Unfortunately, innovation in payments doesn’t translate to lower processing fees for merchants. It’s up to each merchant to weigh the costs of implementing one or more of the “pays” against the potential for acquiring more customers.
Using the ‘Pays’
1. Appropriate for your business? Determine if platform-dependent payments fit your business. Allowing your customers to use Facebook Pay, for example, means that they will be shopping on Facebook, Instagram, or WhatsApp. Is your business allowed to sell on Facebook? Are your competitors there already? Would access to a large prospect base be worth the loss of control? Are the costs of running your business on Facebook reasonable?
2. Strengthen and improve. As platform-dependent payments proliferate, try to strengthen other aspects of your business. Consider:
- Investing in a custom experience for your site to differentiate it from monoliths such as Facebook, Amazon, and Instagram. Show your customers why you are independent and unique.
- Emphasizing your mission, your values, and how you treat customers.
- Tightening your privacy protection and information security. Big tech companies are hammered for alleged privacy violations and security breaches. Demonstrate how your business is better.
- Implementing loyalty programs to reward repeat customers.
- Building your own “pay” solution by storing cards on file. Most payment processors and gateways offer PCI-compliant, tokenized card-on-file services. Once implemented, you can offer quick-buy buttons, repeat payments, and instant checkouts. Be creative. Brand it and promote it as your business’s “pay.”

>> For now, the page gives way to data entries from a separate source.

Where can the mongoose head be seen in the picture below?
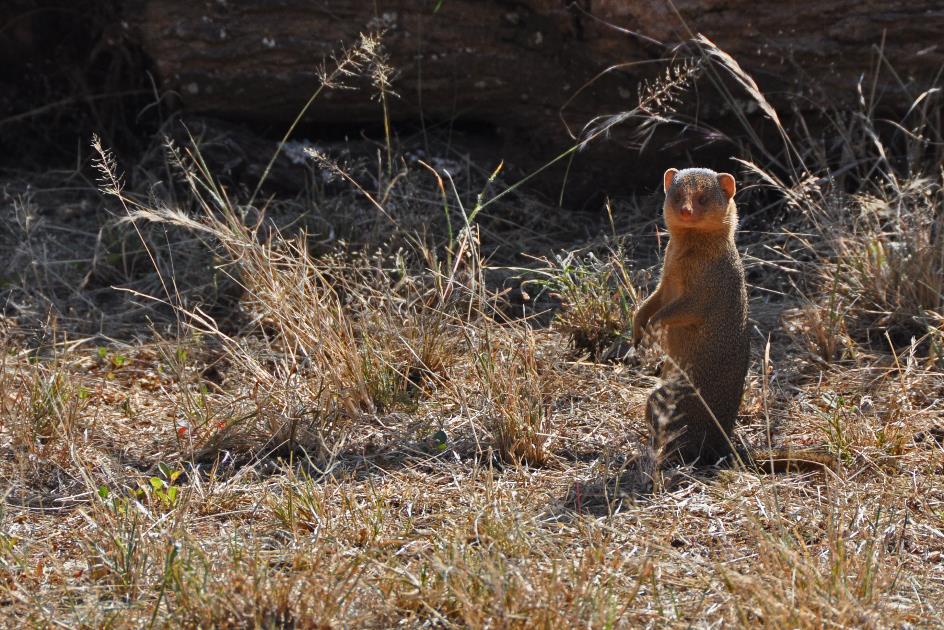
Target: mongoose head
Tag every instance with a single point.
(699, 199)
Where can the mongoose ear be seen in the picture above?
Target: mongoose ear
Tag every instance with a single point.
(667, 179)
(726, 181)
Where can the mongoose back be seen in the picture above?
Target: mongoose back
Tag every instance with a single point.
(701, 307)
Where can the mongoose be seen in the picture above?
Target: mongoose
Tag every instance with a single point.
(701, 307)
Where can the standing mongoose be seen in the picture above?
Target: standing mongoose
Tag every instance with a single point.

3. Choose one platform. Start slowly. Begin with a simple business case in which you calculate the benefits and the costs. Don’t forget the fees from the external platforms. It could be a small amount for a large increase in sales.
Conversely, it could be a logistical headache. For example, how will you accept new orders and handle fulfillment? Do you have the time and resources to maintain multiple sales channels? Measure everything. Collect as much data as possible to make rational business decisions.
4. Post-purchase opportunities. Take advantage of post-purchase upsell and promotion opportunities. Even if the sale is completed on an external platform, you will typically be responsible for order fulfillment. This is your chance to promote your business, via:
- Order status email and text messages.
- Promotional materials and inserts.
- Free samples.
- Unique, value-added unboxing experiences.